Hasan Ali Kaldırım : (6/10) Kanadını bir başka sol bek ile paylaştı ve doğal olarak savunmada kademe hatası yaşamadı. Önünde hücuma giden bir kanat oyuncusu olmayınca onun da hücum performansı olumsuz etkilendi. Olumsuz başka bir etki ise yaptığı faul sonrası Konya tribünlerinden gördüğü tepkiydi.

Mehmet Topal : (7/10) Orta sahayı tek başına toparladı. Önünde Ozan Tufan’ın yerine Robin van Persie oynuyor olmasına rağmen mücadele açığı vermedi orta saha. Rakibe sırtı dönükken yaptığı top kontrolleri yürek hoplattı.

Josef de Souza : (6/10) Sahadaki 22 oyuncunun en çok koşanıydı ancak verimli bir performans koyduğu söylenemez. Onun da önceliği bu zor deplasmanda gol yememek üzerineydi.

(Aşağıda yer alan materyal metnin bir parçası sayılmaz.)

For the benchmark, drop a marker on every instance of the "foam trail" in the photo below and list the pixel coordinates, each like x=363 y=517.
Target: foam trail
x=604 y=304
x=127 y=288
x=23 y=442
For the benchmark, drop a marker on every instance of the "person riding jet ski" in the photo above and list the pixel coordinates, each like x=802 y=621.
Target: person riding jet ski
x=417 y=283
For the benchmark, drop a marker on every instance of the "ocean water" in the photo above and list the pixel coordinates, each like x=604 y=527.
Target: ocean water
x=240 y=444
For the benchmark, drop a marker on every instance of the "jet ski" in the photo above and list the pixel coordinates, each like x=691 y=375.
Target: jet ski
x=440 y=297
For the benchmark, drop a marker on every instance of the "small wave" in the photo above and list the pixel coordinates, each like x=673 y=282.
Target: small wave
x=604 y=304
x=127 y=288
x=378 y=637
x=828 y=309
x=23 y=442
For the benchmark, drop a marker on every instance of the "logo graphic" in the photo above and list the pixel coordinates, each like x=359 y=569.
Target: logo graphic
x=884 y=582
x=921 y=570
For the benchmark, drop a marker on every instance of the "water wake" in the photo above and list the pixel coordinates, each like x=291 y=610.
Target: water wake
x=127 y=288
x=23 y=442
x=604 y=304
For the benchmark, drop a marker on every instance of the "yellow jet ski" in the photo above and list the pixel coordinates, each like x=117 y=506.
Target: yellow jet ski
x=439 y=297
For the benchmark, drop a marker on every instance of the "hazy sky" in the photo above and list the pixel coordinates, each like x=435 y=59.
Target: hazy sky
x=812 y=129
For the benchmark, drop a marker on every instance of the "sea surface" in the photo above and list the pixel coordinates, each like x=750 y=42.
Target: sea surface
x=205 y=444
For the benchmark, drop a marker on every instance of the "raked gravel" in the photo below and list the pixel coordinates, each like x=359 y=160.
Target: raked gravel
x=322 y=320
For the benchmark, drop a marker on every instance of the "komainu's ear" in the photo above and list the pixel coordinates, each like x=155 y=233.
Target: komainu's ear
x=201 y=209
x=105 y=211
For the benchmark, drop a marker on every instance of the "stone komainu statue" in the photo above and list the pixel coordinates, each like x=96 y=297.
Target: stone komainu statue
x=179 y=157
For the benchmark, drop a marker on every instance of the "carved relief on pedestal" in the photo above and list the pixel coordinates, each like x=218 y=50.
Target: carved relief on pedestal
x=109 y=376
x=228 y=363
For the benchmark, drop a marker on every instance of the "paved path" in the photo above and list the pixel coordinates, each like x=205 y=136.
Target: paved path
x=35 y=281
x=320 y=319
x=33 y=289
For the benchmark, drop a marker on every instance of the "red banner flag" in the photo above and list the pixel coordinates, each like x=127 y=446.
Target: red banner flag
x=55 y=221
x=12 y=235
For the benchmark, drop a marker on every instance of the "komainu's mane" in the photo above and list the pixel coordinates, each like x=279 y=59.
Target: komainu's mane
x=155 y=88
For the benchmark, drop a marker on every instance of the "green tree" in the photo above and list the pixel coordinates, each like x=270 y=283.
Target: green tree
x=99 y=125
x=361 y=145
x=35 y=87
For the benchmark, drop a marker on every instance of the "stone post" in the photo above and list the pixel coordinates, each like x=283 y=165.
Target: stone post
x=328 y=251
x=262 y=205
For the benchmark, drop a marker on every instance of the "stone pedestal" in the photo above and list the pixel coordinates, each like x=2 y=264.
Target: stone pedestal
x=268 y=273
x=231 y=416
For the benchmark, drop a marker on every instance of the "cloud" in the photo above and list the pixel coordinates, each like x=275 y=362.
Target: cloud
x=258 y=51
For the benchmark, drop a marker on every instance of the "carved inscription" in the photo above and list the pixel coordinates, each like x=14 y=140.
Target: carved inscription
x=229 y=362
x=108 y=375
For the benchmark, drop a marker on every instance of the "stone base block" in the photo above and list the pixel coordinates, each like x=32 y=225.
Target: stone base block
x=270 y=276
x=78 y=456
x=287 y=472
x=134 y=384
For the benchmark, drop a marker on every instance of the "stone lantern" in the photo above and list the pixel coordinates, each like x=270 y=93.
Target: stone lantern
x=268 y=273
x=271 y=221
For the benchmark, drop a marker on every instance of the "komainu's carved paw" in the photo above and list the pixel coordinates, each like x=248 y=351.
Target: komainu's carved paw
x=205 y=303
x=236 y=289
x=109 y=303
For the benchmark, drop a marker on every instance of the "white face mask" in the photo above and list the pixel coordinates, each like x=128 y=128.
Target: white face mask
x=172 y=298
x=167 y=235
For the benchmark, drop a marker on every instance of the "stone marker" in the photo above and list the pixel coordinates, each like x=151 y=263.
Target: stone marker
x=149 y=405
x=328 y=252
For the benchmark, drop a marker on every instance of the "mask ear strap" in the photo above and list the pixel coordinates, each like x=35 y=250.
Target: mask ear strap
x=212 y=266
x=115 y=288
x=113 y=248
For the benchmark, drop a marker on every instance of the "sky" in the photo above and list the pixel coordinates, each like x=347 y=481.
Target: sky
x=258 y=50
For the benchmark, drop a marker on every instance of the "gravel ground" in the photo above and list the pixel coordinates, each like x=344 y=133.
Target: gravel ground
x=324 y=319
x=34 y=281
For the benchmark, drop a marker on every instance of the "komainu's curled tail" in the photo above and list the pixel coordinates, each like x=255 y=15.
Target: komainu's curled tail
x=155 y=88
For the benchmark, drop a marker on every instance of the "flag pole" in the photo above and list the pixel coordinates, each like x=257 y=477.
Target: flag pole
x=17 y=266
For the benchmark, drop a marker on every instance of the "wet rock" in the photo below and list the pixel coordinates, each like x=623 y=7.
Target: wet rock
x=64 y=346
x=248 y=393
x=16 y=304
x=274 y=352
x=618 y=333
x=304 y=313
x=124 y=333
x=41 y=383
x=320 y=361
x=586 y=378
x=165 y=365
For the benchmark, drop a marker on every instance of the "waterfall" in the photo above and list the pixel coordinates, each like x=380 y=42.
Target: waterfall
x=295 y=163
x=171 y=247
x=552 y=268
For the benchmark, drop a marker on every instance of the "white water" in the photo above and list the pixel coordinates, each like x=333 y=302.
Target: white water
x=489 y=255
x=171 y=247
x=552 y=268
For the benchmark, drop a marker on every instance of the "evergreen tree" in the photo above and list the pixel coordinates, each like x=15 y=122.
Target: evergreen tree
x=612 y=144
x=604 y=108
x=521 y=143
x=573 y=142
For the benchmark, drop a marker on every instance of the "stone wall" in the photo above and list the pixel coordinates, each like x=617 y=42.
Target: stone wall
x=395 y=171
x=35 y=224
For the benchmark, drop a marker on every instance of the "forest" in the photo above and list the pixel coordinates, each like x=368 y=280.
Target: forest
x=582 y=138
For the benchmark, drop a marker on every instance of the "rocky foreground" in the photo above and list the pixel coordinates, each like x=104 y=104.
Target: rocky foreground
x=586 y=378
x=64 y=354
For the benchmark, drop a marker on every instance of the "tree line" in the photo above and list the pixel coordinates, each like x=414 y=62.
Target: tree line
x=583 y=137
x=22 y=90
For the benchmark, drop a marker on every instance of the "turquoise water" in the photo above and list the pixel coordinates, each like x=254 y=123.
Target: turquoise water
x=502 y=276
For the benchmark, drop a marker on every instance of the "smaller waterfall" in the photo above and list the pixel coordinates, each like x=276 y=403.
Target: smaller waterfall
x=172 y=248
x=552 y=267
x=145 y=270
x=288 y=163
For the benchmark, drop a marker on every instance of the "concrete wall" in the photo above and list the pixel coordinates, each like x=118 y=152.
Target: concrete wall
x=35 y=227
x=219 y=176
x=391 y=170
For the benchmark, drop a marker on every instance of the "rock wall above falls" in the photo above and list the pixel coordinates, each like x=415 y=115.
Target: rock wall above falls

Jeremain Lens : (9/10) Türkiye ligi kalitesinin çok üzerinde bir oyuncu. Zaman zaman dengesiz deparlar atıyor ancak çok güçlü olduğu için rakibi sindirmeyi başarıyor. Golün ve Fenerbahçe hücumlarının gizli kahramanı oydu, kendisinden bir adet de sol kanada lazım.

Robin van Persie : (7/10) Sezon başından beri 1-5 arası not verdiğim van Persie bugün performansını yukarı taşımanın ödülünü aldı. Golü istedi, kovaladı, mücadele etti. Her maç gol atmasın ancak kazanmayı böyle istesin, bize yeter.

İsmail Köybaşı : (5/10) Hücum yetenekleri çok kısıtlı bir oyuncu olması sebebiyle önde oynama kapasitesi yok. Bugün kazandığımız için kötü performansı konuşmuyoruz ancak gole ihtiyacımız olsa kenarda bekleyen Sow, Alper, Aatıf, Volkan gibi sol açık oynayacak adamlar varken sahada olması eleştirilerin ana noktası olurdu. Konyaspor’un geliştirdiği tek tehlikeli akında adamını kaçırması ise bir çuval inciri berbat edecek nitelikteydi.

Emmanuel Emenike : (7/10) Penaltıcılar listesinde ilk sırada olmamasına rağmen sorumluluk aldı ve golü yazdı. Serkan’ın hatalı çıktığı pozisyonda kaleye vurmak yerine Robin van Persie’ye pas verse maçı daha erken koparabilirdik.

Moussa Sow : (5/10) Top her geldiğinde tek oynamayı tercih etti ancak rakip bu kadar baskı kurmuşken ve ileride top tutmaya ihtiyaç varken bu kadar az topla oynaması doğru değildi. Performansını daha yukarı taşıması lazım.

Alper Potuk : (5/10) Son dakikalarda yorulan takımı dinamikleştirmek için oyuna girdi ancak o da topu ileriye taşımak konusunda ilaç olamadı.

Roman Neustadter : (5/10) Değerlendirecek kadar bir performans göstermedi, zaman geçirmek adına oyuna girdi.

Dick Advocaat : (7/10) Kadro tercihi kazandığımız sürece eleştirilemez. Konya deplasmanında savunma yaparak kazanmak kötümser bir senaryo değil ancak bugün maçı kazandıran bireysel bir hata oldu. Rakibin hata yapmadığı maçlarda kötü futbol en fazla 1 puan getirir. İkinci değişikliği biraz daha erken yapması ve takımı rahatlatması gerekirdi.

Bir paragraf da hakem Bülent Yıldırım’a açalım. Çaldığı penaltı düdüğü %100 haklı, çalmadığı 2 penaltı da bence haklı. İlkinde top çok yakın mesafeden çarptı, Skrtel’in pozisyonunda ise rakip çok yakın mesafede olduğu için Skrtel topa hamle yapacak kadar zamana sahip değildi. Hakem çok alakasız pozisyonlarda faul düdükleri çalarak oyunu çok sık kesti. Gösterdiği kartlarda da hatalı kararları vardı. Sonuç olarak skora etki etmemiş olması sevindirici.


Özetle; ağır mağlubiyet sonrası zor bir deplasmanda, kötü bir futbolla kazandık bu sezon ilk kez. Devre arasına kadar ite kaka bu şekilde gitmek zorundayız. Konya deplasmanında aldığımız 3 puan, içerideki beraberliklerden birini telafi etti diyebiliriz. Kritik maçlarda 1-2 galibiyete daha ihtiyacımız var.